The company wrote to NewPage, "In light of substantially less participation by the early tender time as compared to the minimum participation thresholds, and based on the large disparity between what a group of non-participating noteholders has requested and what Verso is able to offer under the merger agreement governing the pending merger, Verso is concerned about its ability to consummate the exchange offers as required under the merger agreement," according to a previous 8-K filing with the Securities and Exchange Commission.

Offer details, background

The issuers are offering to exchange new second-priority adjustable senior secured notes and new adjustable senior subordinated notes for the old second-priority notes and the old subordinated notes, respectively.

In connection with the exchange offers, the issuers also are soliciting consents to amend the old second-lien notes, the old subordinated notes and the indentures governing the notes.

The proposed amendments will eliminate or waive substantially all of the restrictive covenants, eliminate some events of default, modify covenants about mergers and transfer of assets and modify or eliminate some other provisions. In order to amend a series of notes, consents are needed from the holders of a majority of that series.

In addition, the consents for the old second-lien notes will authorize a release of the liens and security interests in the collateral securing the old second-lien notes. The collateral release requires consents by the holders of at least two-thirds of the old second-lien notes.

Holders will receive $1,000 principal amount of new notes in exchange for each $1,000 principal amount of old notes tendered by the early tender time, midnight ET on Jan. 27. This includes a consent and early tender payment of $30 per note.

The issuers will not pay accrued interest on the old notes exchanged for new notes; however, interest on the new notes will accrue from Feb. 1.

Note terms

Prior to the merger, the new second-lien notes will have substantially the same terms as the old second-lien notes, and the new subordinated notes will have substantially the same terms as the old subordinated notes, as previously noted.

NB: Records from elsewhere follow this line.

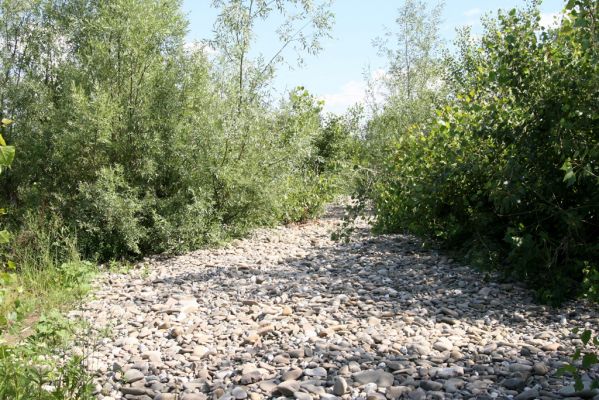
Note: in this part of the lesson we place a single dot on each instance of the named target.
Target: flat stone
(380, 377)
(288, 388)
(133, 375)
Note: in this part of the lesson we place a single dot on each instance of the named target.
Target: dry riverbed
(290, 313)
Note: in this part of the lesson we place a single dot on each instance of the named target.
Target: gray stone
(380, 377)
(340, 386)
(288, 388)
(133, 375)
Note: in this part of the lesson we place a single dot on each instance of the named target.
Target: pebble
(288, 312)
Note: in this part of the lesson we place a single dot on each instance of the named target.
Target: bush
(508, 171)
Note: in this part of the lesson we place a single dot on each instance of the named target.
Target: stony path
(289, 313)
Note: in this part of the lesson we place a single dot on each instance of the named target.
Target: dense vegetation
(119, 140)
(498, 156)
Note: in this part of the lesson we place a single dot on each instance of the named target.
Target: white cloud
(473, 12)
(351, 93)
(348, 95)
(194, 46)
(550, 20)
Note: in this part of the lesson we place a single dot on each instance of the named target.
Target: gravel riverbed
(288, 313)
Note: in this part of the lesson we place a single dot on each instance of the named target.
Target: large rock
(380, 377)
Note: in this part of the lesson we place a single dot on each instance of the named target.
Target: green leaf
(586, 336)
(578, 385)
(7, 154)
(4, 237)
(589, 360)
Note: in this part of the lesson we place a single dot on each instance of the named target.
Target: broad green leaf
(586, 336)
(578, 385)
(7, 155)
(4, 237)
(589, 360)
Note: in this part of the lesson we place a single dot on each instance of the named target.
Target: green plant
(505, 171)
(29, 372)
(584, 358)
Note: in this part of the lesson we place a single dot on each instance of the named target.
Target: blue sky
(337, 73)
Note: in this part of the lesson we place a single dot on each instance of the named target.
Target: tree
(304, 25)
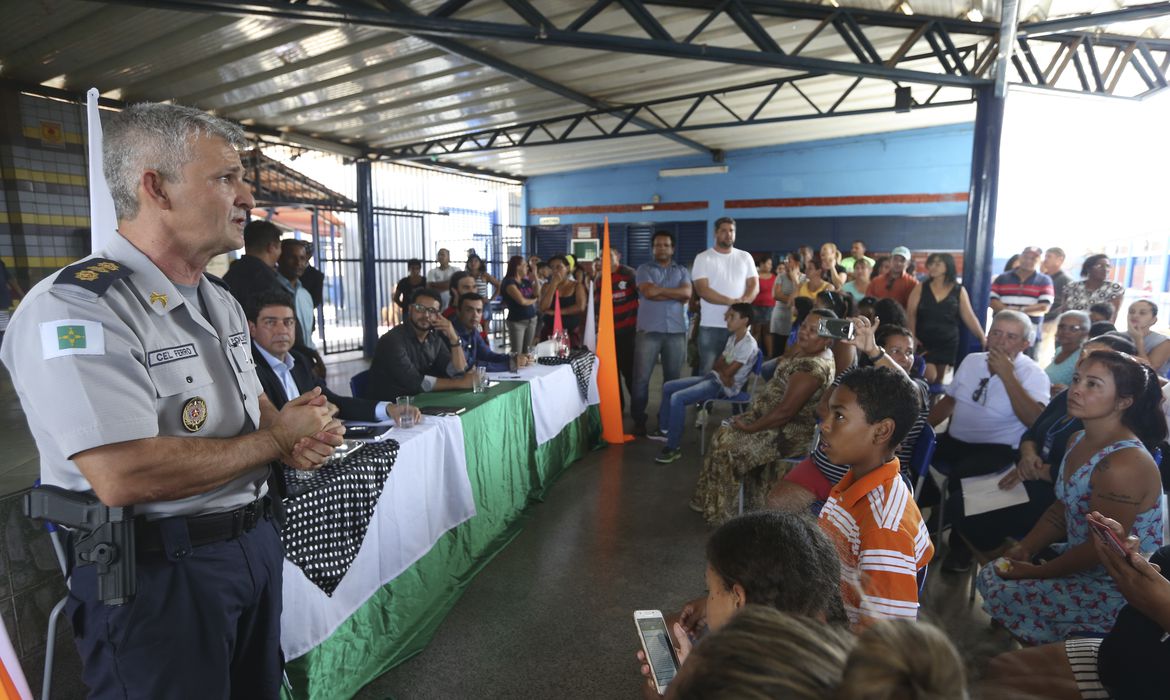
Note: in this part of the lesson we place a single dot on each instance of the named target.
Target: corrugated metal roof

Once the merger is completed, the principal amount of the new notes will be adjusted downward and their terms will be amended.

Each $1,000 principal amount of new second-lien notes will be adjusted to $470, the maturity date will be extended to Aug. 1, 2021, and the interest rate will be increased to 10%.

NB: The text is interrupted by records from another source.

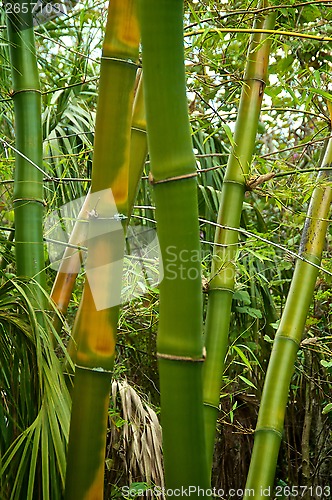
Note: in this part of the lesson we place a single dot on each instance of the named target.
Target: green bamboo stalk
(72, 258)
(96, 322)
(28, 179)
(173, 172)
(269, 429)
(221, 286)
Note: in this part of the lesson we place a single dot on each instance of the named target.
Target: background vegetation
(293, 131)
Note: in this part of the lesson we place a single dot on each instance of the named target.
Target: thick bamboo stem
(173, 171)
(270, 422)
(95, 326)
(28, 183)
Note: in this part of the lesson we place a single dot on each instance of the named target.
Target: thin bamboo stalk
(173, 172)
(271, 414)
(96, 322)
(28, 183)
(221, 285)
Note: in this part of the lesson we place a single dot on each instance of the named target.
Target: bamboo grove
(166, 194)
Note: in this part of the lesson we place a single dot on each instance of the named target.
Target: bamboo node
(210, 405)
(255, 79)
(138, 129)
(98, 369)
(153, 182)
(13, 92)
(187, 359)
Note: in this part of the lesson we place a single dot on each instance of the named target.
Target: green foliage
(292, 134)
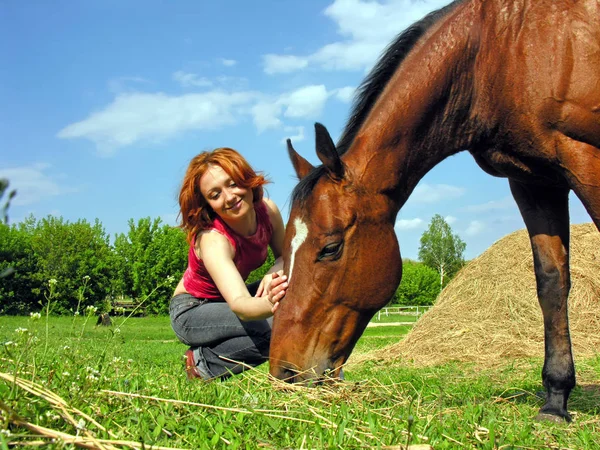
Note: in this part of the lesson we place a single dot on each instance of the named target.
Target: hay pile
(490, 310)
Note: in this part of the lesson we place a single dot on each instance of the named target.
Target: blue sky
(104, 102)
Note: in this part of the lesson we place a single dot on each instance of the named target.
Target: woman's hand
(273, 286)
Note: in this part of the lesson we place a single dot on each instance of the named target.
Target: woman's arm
(217, 254)
(276, 244)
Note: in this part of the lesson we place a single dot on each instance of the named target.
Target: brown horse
(517, 83)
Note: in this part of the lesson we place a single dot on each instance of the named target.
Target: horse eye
(331, 251)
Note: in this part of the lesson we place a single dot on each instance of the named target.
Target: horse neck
(422, 115)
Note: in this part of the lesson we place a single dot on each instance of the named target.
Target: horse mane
(369, 90)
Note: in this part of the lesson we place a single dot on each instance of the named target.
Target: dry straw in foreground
(490, 312)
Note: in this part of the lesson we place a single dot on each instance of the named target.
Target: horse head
(343, 264)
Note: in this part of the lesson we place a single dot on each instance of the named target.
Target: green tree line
(145, 264)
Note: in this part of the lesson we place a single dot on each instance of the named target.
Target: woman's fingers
(261, 289)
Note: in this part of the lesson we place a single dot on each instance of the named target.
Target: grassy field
(124, 387)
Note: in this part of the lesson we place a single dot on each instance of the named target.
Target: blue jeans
(222, 343)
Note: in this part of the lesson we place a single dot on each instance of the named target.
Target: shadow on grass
(584, 399)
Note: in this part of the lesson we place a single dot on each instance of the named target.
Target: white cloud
(409, 224)
(186, 79)
(366, 27)
(283, 63)
(153, 117)
(475, 227)
(131, 118)
(303, 103)
(427, 193)
(33, 184)
(345, 94)
(228, 62)
(298, 137)
(306, 102)
(494, 205)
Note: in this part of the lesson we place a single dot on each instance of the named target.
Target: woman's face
(223, 195)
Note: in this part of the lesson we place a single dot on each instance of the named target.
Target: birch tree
(441, 249)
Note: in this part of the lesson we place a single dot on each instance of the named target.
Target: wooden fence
(402, 311)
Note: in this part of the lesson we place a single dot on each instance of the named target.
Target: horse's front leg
(546, 215)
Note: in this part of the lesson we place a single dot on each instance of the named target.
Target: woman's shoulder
(213, 240)
(270, 207)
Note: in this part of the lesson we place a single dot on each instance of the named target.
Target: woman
(229, 226)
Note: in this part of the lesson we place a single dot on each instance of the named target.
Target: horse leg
(546, 215)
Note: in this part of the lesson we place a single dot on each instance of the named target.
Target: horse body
(518, 85)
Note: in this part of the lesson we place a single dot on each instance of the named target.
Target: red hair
(195, 212)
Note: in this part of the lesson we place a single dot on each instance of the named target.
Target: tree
(73, 254)
(146, 256)
(442, 250)
(3, 187)
(18, 266)
(419, 285)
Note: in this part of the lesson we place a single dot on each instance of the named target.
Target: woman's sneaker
(193, 369)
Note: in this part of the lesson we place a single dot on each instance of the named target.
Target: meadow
(65, 381)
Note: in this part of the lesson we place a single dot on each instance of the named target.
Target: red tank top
(250, 253)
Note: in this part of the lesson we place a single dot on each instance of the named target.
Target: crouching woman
(229, 225)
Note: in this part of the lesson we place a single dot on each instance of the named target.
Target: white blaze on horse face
(297, 241)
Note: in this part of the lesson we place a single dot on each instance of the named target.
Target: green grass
(133, 385)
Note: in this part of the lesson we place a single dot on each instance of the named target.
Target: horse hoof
(545, 417)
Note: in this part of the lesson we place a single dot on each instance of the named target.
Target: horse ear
(327, 152)
(301, 166)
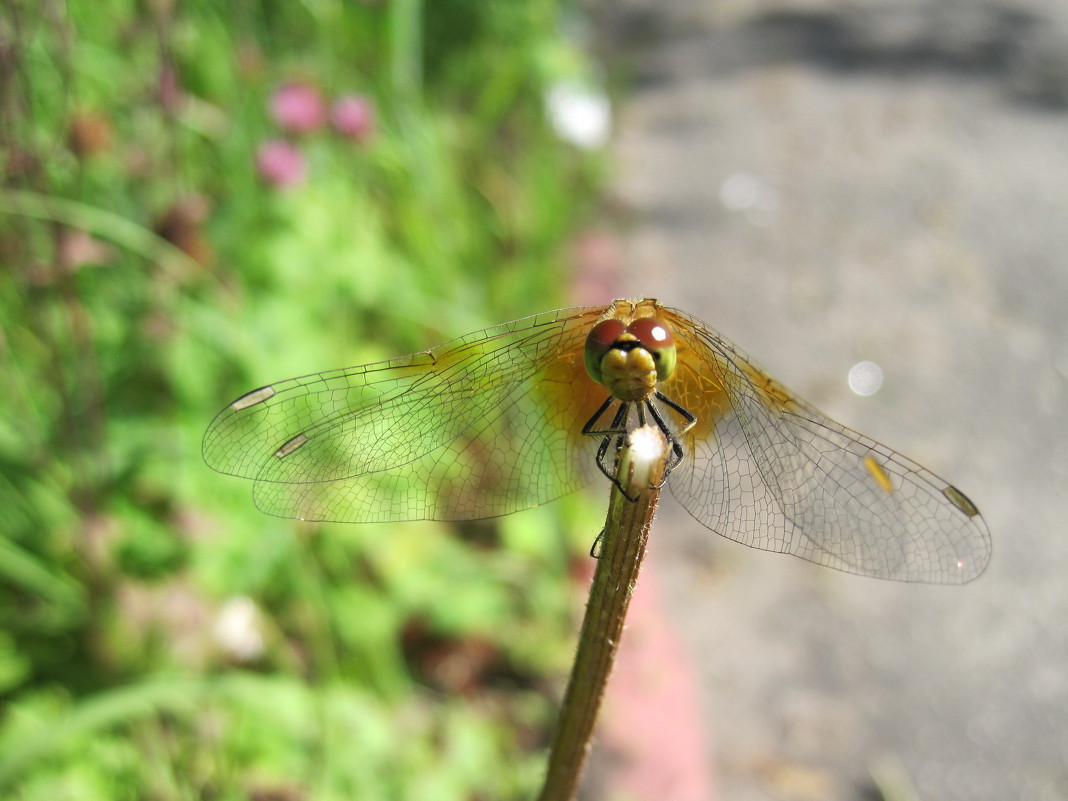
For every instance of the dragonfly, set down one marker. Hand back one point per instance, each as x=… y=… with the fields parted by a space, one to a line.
x=516 y=415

Each $1,000 principal amount of new subordinated notes will be adjusted to $570, the maturity date will be extended to Aug. 1, 2022, and the interest rate will be increased to 11½%.

For both series of notes, the optional redemption provisions will be amended and the notes will thereafter be governed by different covenants.

The new notes will be guaranteed by the wholly owned domestic restricted subsidiaries of Verso Paper Holdings LLC that guarantee its credit facilities. After the merger, the new notes also will be guaranteed by NewPage but not its subsidiaries.

The information agent is Global Bondholder Services Corp. (212 430-3774 for brokers and banks; others call 866 470-3700).

Verso Paper is based in Memphis. It makes coated papers and specialty products.